Birds wait for fishermen to feed them with fish at Lake Jipe in lake jipe conservancy in Taita taveta county [David Gichuru,Standard]

Kenya's national parks and reserves are world famous and attract many visitors. Lesser known but just as diverse and enchanting are the conservancies found all over the country.

This time I headed south from Nairobi, the destination? Mgeno, Kasigau, and Lake Jipe Conservancies. These three form part of the 33 Taita Taveta Wildlife Conservancies (TTWCA).

My preferred mode of transport is SGR's Madaraka Express. It is ideal in matters of safety, pocket-friendly fare and shortens travel time by more than two hours, compared to going by road.

I disembark at the SGR Voi Station and take a tuktuk to Tsavo Voi Lodge, ten minutes away. The lodge is a stone's throw away from the Voi Gate entry to Tsavo National Park.

My base is the steadily growing town of Voi, historically synonymous with the Man-eaters of Tsavo.

INTO THE WILD

The next morning, a Monday, I woke up to a beautiful sunrise. During breakfast, I learn from James Mwangi of Boma Simba Lodge, and my host, that conservancies are key to wildlife conservation. They host more than over 65 per cent of Kenya's wildlife found outside protected areas.

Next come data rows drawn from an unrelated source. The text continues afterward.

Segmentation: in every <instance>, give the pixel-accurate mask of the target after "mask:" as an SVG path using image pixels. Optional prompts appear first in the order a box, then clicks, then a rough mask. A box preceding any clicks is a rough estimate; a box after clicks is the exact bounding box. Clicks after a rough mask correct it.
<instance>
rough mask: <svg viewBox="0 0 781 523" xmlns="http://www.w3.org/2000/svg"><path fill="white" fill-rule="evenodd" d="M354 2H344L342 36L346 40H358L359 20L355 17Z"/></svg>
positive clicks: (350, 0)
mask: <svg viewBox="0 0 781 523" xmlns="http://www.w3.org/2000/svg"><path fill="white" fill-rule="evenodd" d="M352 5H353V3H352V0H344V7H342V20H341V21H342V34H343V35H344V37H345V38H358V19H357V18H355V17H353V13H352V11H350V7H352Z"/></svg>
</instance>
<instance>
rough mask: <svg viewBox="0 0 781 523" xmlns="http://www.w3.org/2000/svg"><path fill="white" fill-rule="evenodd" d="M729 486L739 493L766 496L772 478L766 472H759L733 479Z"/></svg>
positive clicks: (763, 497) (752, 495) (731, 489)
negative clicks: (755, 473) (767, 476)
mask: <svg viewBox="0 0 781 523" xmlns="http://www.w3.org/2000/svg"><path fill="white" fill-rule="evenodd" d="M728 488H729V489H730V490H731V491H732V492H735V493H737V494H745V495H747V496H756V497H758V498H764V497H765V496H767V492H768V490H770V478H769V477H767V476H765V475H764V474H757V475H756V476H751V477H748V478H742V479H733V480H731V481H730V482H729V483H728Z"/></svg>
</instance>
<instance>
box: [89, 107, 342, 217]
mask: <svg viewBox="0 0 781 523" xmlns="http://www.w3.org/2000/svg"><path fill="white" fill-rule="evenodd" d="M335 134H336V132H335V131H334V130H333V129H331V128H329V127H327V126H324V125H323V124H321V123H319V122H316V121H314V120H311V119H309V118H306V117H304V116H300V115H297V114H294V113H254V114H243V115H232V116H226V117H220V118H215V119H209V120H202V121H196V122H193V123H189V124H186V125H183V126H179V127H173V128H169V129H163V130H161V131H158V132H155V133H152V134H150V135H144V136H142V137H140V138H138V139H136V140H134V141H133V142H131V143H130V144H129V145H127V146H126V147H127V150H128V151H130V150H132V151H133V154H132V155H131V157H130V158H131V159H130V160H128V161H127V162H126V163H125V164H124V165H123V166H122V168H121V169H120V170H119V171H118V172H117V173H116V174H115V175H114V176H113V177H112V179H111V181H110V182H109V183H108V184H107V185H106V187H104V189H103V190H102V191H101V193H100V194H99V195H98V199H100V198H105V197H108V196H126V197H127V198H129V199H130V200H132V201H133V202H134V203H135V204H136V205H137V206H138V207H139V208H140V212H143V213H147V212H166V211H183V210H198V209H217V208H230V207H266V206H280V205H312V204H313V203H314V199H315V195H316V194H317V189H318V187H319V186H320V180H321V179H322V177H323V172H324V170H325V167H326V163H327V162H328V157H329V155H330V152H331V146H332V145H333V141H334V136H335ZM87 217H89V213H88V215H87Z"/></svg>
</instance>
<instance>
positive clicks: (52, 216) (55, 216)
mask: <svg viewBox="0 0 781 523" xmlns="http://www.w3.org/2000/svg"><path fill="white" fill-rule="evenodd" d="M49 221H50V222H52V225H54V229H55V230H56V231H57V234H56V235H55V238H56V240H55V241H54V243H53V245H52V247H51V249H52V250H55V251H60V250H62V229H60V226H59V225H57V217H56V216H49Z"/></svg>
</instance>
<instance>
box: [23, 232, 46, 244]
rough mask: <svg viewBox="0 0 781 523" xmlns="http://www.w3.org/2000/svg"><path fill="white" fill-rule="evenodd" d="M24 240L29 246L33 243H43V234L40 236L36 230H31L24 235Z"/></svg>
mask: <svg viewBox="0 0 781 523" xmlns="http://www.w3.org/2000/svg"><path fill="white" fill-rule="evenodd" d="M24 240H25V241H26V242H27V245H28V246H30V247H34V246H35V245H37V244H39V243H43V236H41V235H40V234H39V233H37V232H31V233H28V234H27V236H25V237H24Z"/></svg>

After breakfast, I am set for my Safari to Mgeno Conservancy in Mwatate.

After a 10-minute drive from the lodge, we join the Voi-Nairobi highway and after another five minutes, we take the detour to the Voi-Mwatate highway, driving past past vast sisal plantations.

We stop at a strategically elevated spot, and from here, one can see the expansive Mgeno Conservancy and beyond. The 360 degrees view stretches across the 37 former ranches that dot the landscape of Taita Taveta County.

Mgeno covers an area of 53,000 acres at the foothills of the towering iconic Sagall Hill.

BORN IN HISTORY

The wildlife conservancy is rich in bird species and is fast growing to be a vital bird watchers' heaven. It has recorded over 200 species of birds, including migrant endemic and endangered birds.

Day two found me at Kasigau Conservancy, which has also recently been elevated from a ranch to a conservancy.

It comprises six villages that make the conservancy a melting mix of cultures, while the towering hills are the perfect background to beautiful sceneries.

But amid this beauty is a history wrought with bitterness.

Locals tells the story of the colonial deportation of the Wakasigau to Malindi by the British Army during the First World War. The community was accused of aiding Germans from Tanganyika (present-day Tanzania), to raid a British military camp based in Kasigau.

British troops turned on Kasigau residents, angry at suffering suffer heavy casualties after being ambushed by the Germans. Their Chief Mwangojilo and other leaders resisting the eviction were killed.

The Wakasigau were then forced to walk on foot from Kasigau to Maungu without food and water. From there they were loaded into a cargo train to Mombasa and thereafter onto a waiting ship to Malindi.

WILDLIFE CORRIDOR

Reportedly, the community spent about 22 years away from Kasigau. After years of suffering in concentration camps, the community found their way to Mwatate, their second relocation, which is near Kasigau.

The community's elders kept communicating and pleading with the local authorities to be allowed to return home to Kasigau. They were eventually allowed to come back to Kasigau in 1936 to rebuild their homes.

Tabitha Ndombolo, a warden at Kasigau, explains that the conservancy sits on one of Kenya's most important elephant movement corridors, and therefore keeping the land intact and functioning for wildlife, livestock, and rich vegetation is critical to the success of the conservancy. The wildlife corridor connects the Greater Tsavo East and Tsavo West National Parks to the Mkomanzi Reserve of Tanzania.

Lake Jipe

The showstopper of my adventurous experience was a drive to Lake Jipe Conservancy, home to the Grogan Castle. Although in its infancy, the 1,400-acre conservancy, offers visitors a day or a night game viewing of wildlife in the area either from the castle or on a game drive.

Lake Jipe Conservancy is home to animals like gazelles, giraffes, zebras, dik-dik, elephants and buffalos, which I had the pleasure to watch at a watering hole against the background of a magnificent sunset.

A visit to Lake Jipe, a shallow inter-territorial lake straddling the borders of Kenya and Tanzania. On the Kenyan side, it is located south of the village of Nghonji, while on the Tanzanian side it is situated within Mwanga, in the Kilimanjaro region. Boats from the Tanzanian side bring fish to sell on the Kenyan side go back with goods. Residents here fearlessly go about the business despite the warning that Lake Jipe is a crocodile and hippo-infested lake.

"From a tourism perspective, conservancies have for a long time been often recognised as secondary places to visit. This is notwithstanding the huge potential of conservancies acting as viable areas for spreading the tourism footprints, reducing congestion, and providing new opportunities for new tourism investments," says Mwangi.